Two crashes involving Teslas apparently running on Autopilot are drawing scrutiny from federal regulators and suggest a potential new hazard on US freeways: The partially automated vehicles may not stop for motorcycles. The National Highway Traffic Safety Administration sent investigation teams to two crashes last month in which Teslas collided with motorcycles on freeways in the darkness, the AP reports. Both were fatal. The agency suspects that Tesla's partially automated driver-assist system was in use in each. Once investigators have more information, the agency said, it may include the crashes in a broader probe of Teslas striking emergency vehicles parked along freeways. The agency also is investigating over 750 complaints of Teslas braking for no reason.

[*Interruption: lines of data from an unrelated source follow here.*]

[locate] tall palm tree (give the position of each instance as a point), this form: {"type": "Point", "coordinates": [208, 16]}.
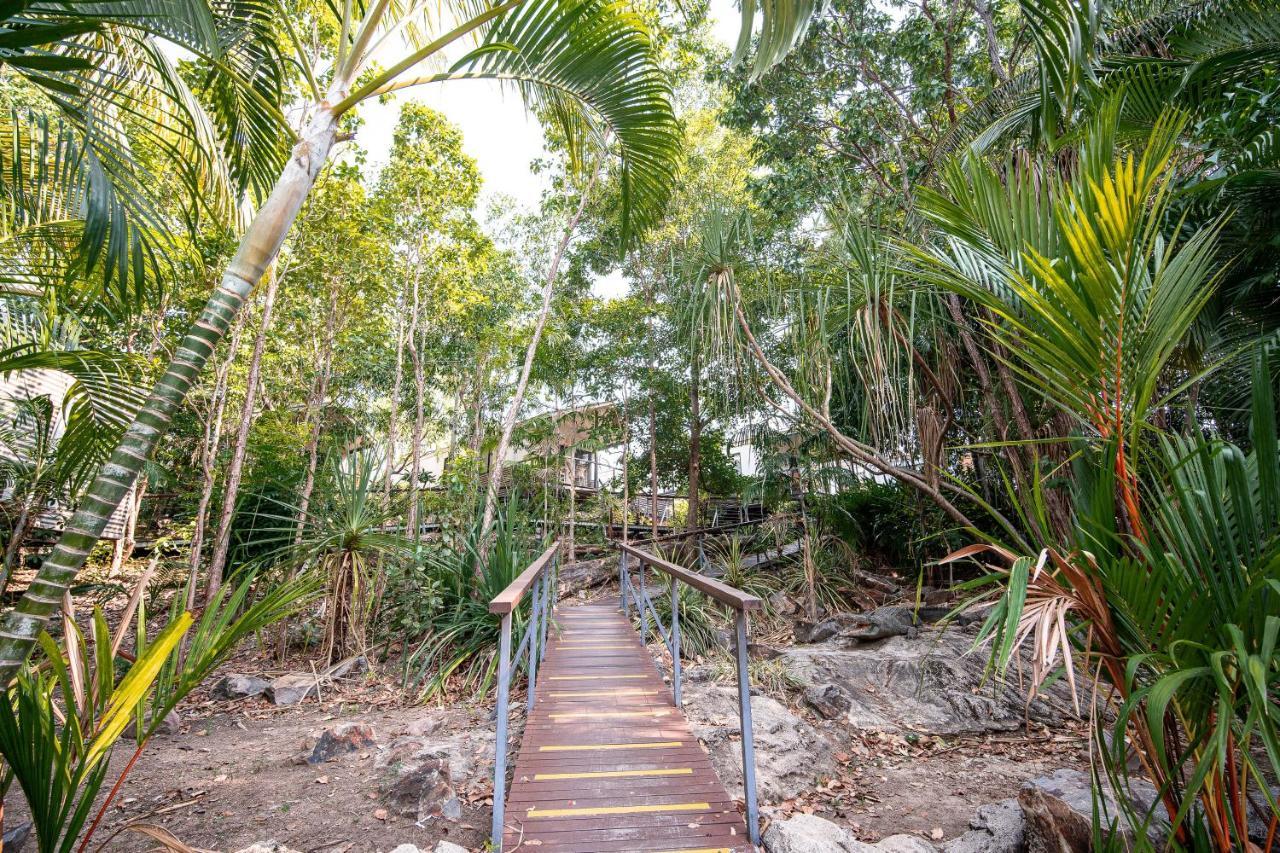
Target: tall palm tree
{"type": "Point", "coordinates": [584, 56]}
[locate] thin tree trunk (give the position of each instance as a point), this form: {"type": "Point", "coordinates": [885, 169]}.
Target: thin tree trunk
{"type": "Point", "coordinates": [315, 411]}
{"type": "Point", "coordinates": [209, 461]}
{"type": "Point", "coordinates": [240, 450]}
{"type": "Point", "coordinates": [988, 24]}
{"type": "Point", "coordinates": [393, 422]}
{"type": "Point", "coordinates": [695, 439]}
{"type": "Point", "coordinates": [653, 427]}
{"type": "Point", "coordinates": [261, 242]}
{"type": "Point", "coordinates": [415, 454]}
{"type": "Point", "coordinates": [14, 548]}
{"type": "Point", "coordinates": [512, 414]}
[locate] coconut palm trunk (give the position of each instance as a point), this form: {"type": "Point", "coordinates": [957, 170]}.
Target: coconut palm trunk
{"type": "Point", "coordinates": [259, 247]}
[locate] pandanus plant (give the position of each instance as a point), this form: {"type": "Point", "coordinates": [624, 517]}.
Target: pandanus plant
{"type": "Point", "coordinates": [1168, 588]}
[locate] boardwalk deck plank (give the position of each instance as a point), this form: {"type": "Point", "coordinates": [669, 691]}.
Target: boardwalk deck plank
{"type": "Point", "coordinates": [607, 763]}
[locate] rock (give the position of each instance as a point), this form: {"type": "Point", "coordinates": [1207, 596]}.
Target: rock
{"type": "Point", "coordinates": [237, 685]}
{"type": "Point", "coordinates": [904, 844]}
{"type": "Point", "coordinates": [291, 688]}
{"type": "Point", "coordinates": [790, 755]}
{"type": "Point", "coordinates": [16, 836]}
{"type": "Point", "coordinates": [420, 778]}
{"type": "Point", "coordinates": [424, 726]}
{"type": "Point", "coordinates": [268, 847]}
{"type": "Point", "coordinates": [357, 665]}
{"type": "Point", "coordinates": [447, 847]}
{"type": "Point", "coordinates": [830, 701]}
{"type": "Point", "coordinates": [859, 628]}
{"type": "Point", "coordinates": [339, 740]}
{"type": "Point", "coordinates": [1059, 811]}
{"type": "Point", "coordinates": [810, 834]}
{"type": "Point", "coordinates": [996, 828]}
{"type": "Point", "coordinates": [423, 790]}
{"type": "Point", "coordinates": [170, 725]}
{"type": "Point", "coordinates": [928, 685]}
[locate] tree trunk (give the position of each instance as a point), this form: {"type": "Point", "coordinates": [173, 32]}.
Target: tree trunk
{"type": "Point", "coordinates": [393, 422]}
{"type": "Point", "coordinates": [261, 242]}
{"type": "Point", "coordinates": [415, 452]}
{"type": "Point", "coordinates": [512, 414]}
{"type": "Point", "coordinates": [236, 468]}
{"type": "Point", "coordinates": [695, 439]}
{"type": "Point", "coordinates": [209, 461]}
{"type": "Point", "coordinates": [14, 548]}
{"type": "Point", "coordinates": [315, 411]}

- The first crash involving a motorcyclist happened at 4:47am July 7 on a state freeway in Riverside, California. A Tesla Model Y SUV was traveling east in the HOV lane. Ahead of it was a rider on a Yamaha V-Star motorcycle, the California Highway Patrol said. The vehicles collided, and the motorcyclist was ejected from the Yamaha and pronounced dead at the scene. Whether the Tesla was operating on Autopilot remains under investigation.
- The second crash happened about 1am July 24 on Interstate 15 near Draper, Utah. A Tesla Model 3 sedan was behind a Harley-Davidson, also in an HOV lane. "The driver of the Tesla did not see the motorcyclist and collided with the back of the motorcycle," Utah officials said. The 34-year-old rider died at the scene. The Tesla driver told authorities that he had the vehicle's Autopilot setting on, the statement said.
Michael Brooks of the nonprofit Center for Auto Safety called on the agency to recall Tesla's Autopilot because it is not recognizing motorcyclists, emergency vehicles, or pedestrians, saying the system "is putting innocent people in danger on the roads." Since 2016, the agency has sent teams to 39 crashes in which automated driving systems were suspected of being in use, per the AP. Of those, 30 involved Teslas, including crashes that caused 19 deaths. Brooks criticized the agency for investigating but not taking action. "Drivers are being lured into thinking this protects them and others on the roads, and it's just not working," he said. Tesla did not immediately comment. The company has said that Autopilot and "Full Self-Driving" cannot drive themselves, and that drivers should be ready to intervene at all times.